By having drawn the Russians in this scenario you have gotten the toughest assignment in all of CM! To command 1941 Russian armor on the field. But all is not as it seems...

Russian tanks do everything pretty well in 1941 but one thing...they don't move well. If you give a Russian tank or platoon movement orders in 1941 you will see a LONG delay to order exectution. A tank that is out of command control can take more than a turn to respond to your orders.

What to do about this?

First, it is imperative that you keep your platoons together and unbuttoned.

Second, give movement orders to the unit(either a single tank or a platoon) with only one thought in mind. GET THEM MOVING THIS TURN!!!!!

When I use Russian 1941 armor, and with a name like the Mad Russian you might imagine that I fight with Russian equipment often, I only want my tanks moving!!

To get past the large delay built into early war Russian tanks get them moving! Once they are moving send them where you want them to go. That seems simple enough and it's what we're all trying to accomplish...the question is how????????

Give a movement order with a single waypoint. Make sure that the unit is still moving at the end of the turn. So during your next movement phase the tank unit will still be moving. You want the exectution of the movement order to occur in THIS TURN if at all possible! Even if the tank won't move this turn, make sure that whatever turn it does move it will still be moving at the end of that turn.

Beware of just putting a 3km movement order out there to get them started though. Russian tanks don't start moving very quickly and they adjust where they are moving to even less quickly. Once you tell them where you want them to go they will pretty much go there before listening to any changes of plan! A little practice at this and it will become second nature to you.

Now about your tanks. The T-26 isn't a bad tank. It isn't a good tank either. But in 1941 few tanks were good tanks. The good news as a Soviet commander is that normally if you get a single T-26 you get a truckload of them. In CM barrage fire, where lots of guns fire at the same target, is VERY EFFECTIVE!! Read that to mean that with barrage fire enough 20mm AA firing will KILL a King Tiger!

There are lots of ways to take a tank out of the fight. I really don't care which of them helps me. Whether he becomes immobilized and can't move to the fight, whether his gun gets hit and won't fire, whether he becomes rattled and the crew abandons the tank, whether I kill it with a penetration at a weak spot in the armour, or wether it's an out and out penetration kill! I don't care. I want his armor out of the fight anyway I can get it out!!

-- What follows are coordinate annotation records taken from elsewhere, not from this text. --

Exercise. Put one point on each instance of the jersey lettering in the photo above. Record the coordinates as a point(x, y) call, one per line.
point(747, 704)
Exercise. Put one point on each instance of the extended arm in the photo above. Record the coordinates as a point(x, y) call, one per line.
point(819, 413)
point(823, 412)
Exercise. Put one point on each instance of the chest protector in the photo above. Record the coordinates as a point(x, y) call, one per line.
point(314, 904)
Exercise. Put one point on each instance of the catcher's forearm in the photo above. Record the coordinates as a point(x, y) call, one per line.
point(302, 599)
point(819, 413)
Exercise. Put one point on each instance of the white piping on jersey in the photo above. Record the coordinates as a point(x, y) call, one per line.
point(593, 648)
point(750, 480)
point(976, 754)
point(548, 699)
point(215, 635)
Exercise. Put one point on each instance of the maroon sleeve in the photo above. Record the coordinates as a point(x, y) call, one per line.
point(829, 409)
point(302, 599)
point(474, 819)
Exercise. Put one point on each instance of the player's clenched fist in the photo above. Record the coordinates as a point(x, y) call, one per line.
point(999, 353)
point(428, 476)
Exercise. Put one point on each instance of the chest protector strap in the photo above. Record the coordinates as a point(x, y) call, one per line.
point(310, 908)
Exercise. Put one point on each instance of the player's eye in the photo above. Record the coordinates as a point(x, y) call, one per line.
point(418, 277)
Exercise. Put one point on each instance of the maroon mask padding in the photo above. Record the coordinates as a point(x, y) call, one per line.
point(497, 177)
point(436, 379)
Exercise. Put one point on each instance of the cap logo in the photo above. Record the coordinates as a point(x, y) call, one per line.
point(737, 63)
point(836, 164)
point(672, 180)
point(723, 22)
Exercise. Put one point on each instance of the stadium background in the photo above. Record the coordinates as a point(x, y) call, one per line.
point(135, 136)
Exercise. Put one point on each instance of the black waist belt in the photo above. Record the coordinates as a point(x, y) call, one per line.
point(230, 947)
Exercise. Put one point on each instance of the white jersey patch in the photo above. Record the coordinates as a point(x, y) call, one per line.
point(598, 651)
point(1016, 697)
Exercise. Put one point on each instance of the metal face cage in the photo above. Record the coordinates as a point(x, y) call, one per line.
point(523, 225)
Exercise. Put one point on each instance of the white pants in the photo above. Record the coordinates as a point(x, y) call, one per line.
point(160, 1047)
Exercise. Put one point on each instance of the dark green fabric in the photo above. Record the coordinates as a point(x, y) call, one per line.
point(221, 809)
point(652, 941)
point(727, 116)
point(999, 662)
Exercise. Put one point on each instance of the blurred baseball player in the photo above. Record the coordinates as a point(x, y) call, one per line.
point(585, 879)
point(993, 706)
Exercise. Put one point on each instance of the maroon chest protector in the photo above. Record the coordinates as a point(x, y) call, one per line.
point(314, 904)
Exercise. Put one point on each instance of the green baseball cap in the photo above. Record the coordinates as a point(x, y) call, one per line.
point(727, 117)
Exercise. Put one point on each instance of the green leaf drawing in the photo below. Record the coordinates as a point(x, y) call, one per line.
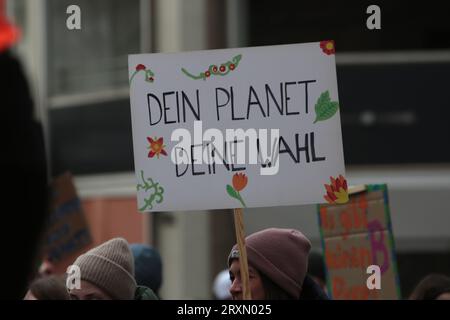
point(156, 189)
point(232, 192)
point(325, 108)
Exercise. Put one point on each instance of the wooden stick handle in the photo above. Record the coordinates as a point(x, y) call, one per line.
point(240, 236)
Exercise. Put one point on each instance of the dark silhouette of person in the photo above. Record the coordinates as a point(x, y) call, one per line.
point(24, 172)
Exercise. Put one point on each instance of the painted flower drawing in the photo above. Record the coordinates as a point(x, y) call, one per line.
point(156, 147)
point(239, 183)
point(328, 47)
point(149, 75)
point(337, 191)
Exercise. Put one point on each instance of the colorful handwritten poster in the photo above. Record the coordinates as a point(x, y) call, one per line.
point(67, 230)
point(244, 127)
point(354, 236)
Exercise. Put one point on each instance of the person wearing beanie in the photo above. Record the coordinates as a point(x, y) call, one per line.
point(278, 264)
point(107, 273)
point(147, 266)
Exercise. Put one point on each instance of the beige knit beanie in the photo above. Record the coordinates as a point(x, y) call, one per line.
point(280, 254)
point(110, 266)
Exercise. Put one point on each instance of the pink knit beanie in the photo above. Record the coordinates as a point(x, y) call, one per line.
point(280, 254)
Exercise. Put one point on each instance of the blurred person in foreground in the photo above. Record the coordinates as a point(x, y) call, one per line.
point(316, 269)
point(278, 263)
point(147, 266)
point(51, 287)
point(24, 170)
point(107, 273)
point(433, 287)
point(222, 285)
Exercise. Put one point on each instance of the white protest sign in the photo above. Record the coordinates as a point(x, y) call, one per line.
point(261, 125)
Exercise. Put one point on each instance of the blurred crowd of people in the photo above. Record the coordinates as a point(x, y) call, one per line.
point(280, 263)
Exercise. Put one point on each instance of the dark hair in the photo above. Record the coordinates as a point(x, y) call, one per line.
point(273, 291)
point(49, 288)
point(430, 287)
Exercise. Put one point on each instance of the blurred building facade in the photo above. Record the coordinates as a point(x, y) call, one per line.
point(392, 85)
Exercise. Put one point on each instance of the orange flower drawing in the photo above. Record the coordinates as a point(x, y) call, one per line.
point(156, 147)
point(337, 191)
point(239, 181)
point(328, 46)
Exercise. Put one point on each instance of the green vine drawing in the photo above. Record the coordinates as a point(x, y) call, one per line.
point(149, 75)
point(325, 108)
point(157, 194)
point(215, 70)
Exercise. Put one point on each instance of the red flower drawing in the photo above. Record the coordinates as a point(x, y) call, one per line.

Barrage firing may well give you all those results but a clean penetration kill. Works for me!

The barrage firing tactic is one that was definately used by the Russians! And remained in effect at least all the way through the 80's, if not until today. In WWII they recongized that without command and control of every vehicle the unit should all fire at the same target. During the war their optics weren't good enough for long range engagments so they would close in and fire with many weapons. The result? The enemy tank was either knocked out or forced to pull back out of the fight. On the battlefield that is the same result.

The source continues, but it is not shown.